Network Science With Python written by David Knickerbocker and has been published by Packt Publishing Ltd this book supported file pdf, txt, epub, kindle and other format this book has been release on 2023-02-28 with Computers categories.


Discover the use of graph networks to develop a new approach to data science using theoretical and practical methods with this expert guide using Python, printed in color Key FeaturesCreate networks using data points and informationLearn to visualize and analyze networks to better understand communitiesExplore the use of network data in both - supervised and unsupervised machine learning projectsPurchase of the print or Kindle book includes a free PDF eBookBook Description Network analysis is often taught with tiny or toy data sets, leaving you with a limited scope of learning and practical usage.
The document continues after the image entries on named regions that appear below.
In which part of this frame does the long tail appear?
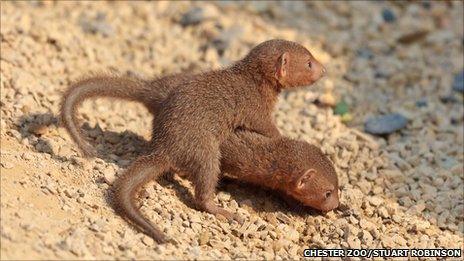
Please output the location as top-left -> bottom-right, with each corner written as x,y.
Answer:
114,155 -> 169,243
61,76 -> 153,156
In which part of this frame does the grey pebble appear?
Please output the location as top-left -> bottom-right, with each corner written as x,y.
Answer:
364,113 -> 408,135
180,7 -> 205,26
453,70 -> 464,93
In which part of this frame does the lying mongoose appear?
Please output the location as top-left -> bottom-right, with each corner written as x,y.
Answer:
220,130 -> 339,212
62,40 -> 325,242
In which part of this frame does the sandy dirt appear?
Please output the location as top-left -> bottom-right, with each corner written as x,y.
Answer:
0,1 -> 464,260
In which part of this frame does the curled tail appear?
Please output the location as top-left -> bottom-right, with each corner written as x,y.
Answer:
114,152 -> 169,243
61,76 -> 153,156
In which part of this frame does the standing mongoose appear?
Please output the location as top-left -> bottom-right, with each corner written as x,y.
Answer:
62,40 -> 325,242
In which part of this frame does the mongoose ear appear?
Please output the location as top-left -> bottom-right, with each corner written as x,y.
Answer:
275,52 -> 289,79
296,169 -> 316,189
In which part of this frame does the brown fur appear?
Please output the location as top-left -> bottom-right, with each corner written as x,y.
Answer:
220,131 -> 339,212
62,40 -> 324,242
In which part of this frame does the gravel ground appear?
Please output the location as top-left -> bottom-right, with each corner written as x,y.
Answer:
0,1 -> 464,259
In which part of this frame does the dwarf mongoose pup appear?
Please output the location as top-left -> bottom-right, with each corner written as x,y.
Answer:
220,131 -> 339,212
62,40 -> 325,242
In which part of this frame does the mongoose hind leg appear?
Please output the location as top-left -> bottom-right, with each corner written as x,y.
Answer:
187,141 -> 241,222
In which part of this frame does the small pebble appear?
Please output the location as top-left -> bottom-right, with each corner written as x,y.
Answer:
382,8 -> 396,23
364,113 -> 408,135
453,70 -> 464,93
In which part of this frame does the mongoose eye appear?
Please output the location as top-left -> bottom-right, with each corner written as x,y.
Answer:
325,190 -> 332,199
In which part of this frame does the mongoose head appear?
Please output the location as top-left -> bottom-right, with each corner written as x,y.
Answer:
246,39 -> 326,88
287,143 -> 339,212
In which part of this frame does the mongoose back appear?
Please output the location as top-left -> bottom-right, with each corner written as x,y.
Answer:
220,131 -> 339,212
62,40 -> 325,242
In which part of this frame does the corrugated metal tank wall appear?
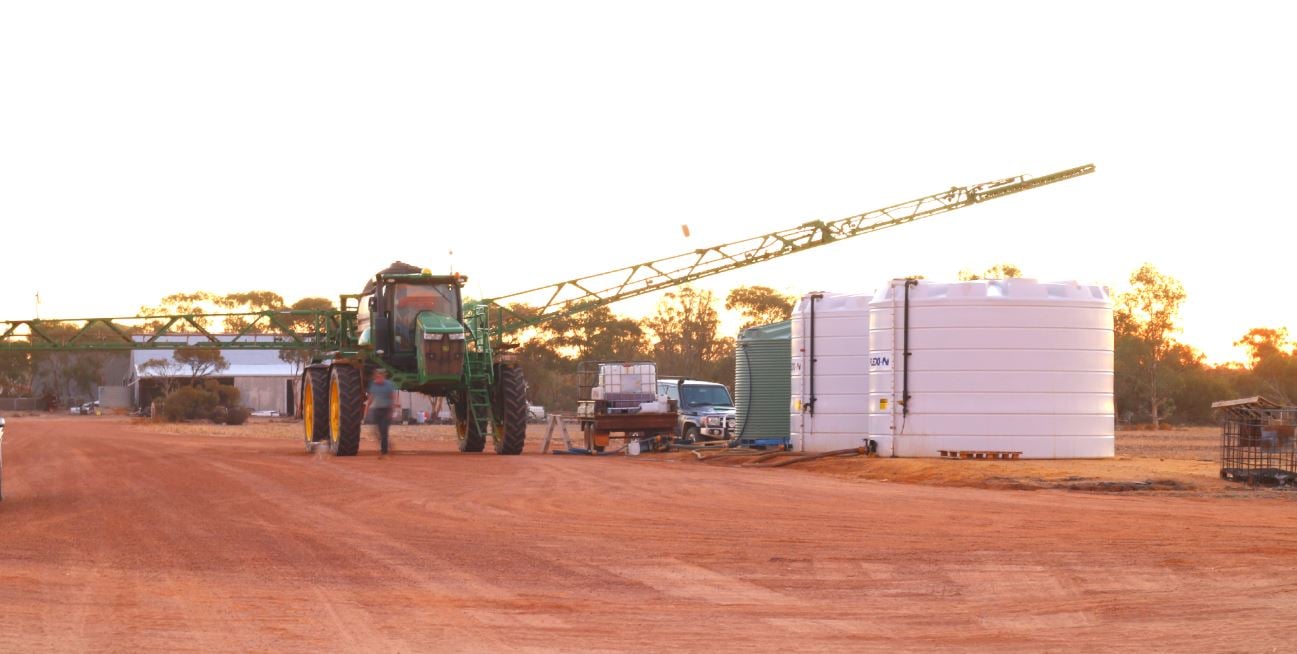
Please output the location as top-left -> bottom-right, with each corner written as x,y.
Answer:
734,321 -> 792,439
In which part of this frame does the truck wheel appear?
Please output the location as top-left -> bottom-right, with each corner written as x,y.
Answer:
328,366 -> 364,457
455,393 -> 486,452
298,369 -> 328,452
495,366 -> 527,454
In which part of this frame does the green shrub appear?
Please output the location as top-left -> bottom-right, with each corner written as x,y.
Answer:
226,406 -> 252,424
162,388 -> 217,422
156,380 -> 252,424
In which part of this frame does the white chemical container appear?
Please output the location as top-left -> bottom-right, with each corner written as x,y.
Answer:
789,293 -> 873,452
871,279 -> 1114,458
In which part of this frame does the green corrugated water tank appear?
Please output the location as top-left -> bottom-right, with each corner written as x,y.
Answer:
734,321 -> 792,441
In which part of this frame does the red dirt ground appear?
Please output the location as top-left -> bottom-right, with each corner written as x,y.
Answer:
0,417 -> 1297,653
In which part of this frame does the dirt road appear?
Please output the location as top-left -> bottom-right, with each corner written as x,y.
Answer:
0,418 -> 1297,651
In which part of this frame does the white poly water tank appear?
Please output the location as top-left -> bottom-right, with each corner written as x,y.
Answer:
869,279 -> 1114,458
789,293 -> 873,452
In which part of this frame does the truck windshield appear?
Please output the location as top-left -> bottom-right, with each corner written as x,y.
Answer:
681,384 -> 734,406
Network Science with Python helps you extract relevant data, draw conclusions and build networks using industry-standard – practical data sets. You'll begin by learning the basics of natural language processing, network science, and social network analysis, then move on to programmatically building and analyzing networks. You'll get a hands-on understanding of the data source, data extraction, interaction with it, and drawing insights from it. This is a hands-on book with theory grounding, specific technical, and mathematical details for future reference. As you progress, you'll learn to construct and clean networks, conduct network analysis, egocentric network analysis, community detection, and use network data with machine learning. You'll also explore network analysis concepts, from basics to an advanced level. By the end of the book, you'll be able to identify network data and use it to extract unconventional insights to comprehend the complex world around you. What you will learnExplore NLP, network science, and social network analysisApply the tech stack used for NLP, network science, and analysisExtract insights from NLP and network dataGenerate personalized NLP and network projectsAuthenticate and scrape tweets, connections, the web, and data streamsDiscover the use of network data in machine learning projectsWho this book is for Network Science with Python demonstrates how programming and social science can be combined to find new insights. Data scientists, NLP engineers, software engineers, social scientists, and data science students will find this book useful. An intermediate level of Python programming is a prerequisite. Readers from both – social science and programming backgrounds will find a new perspective and add a feather to their hat.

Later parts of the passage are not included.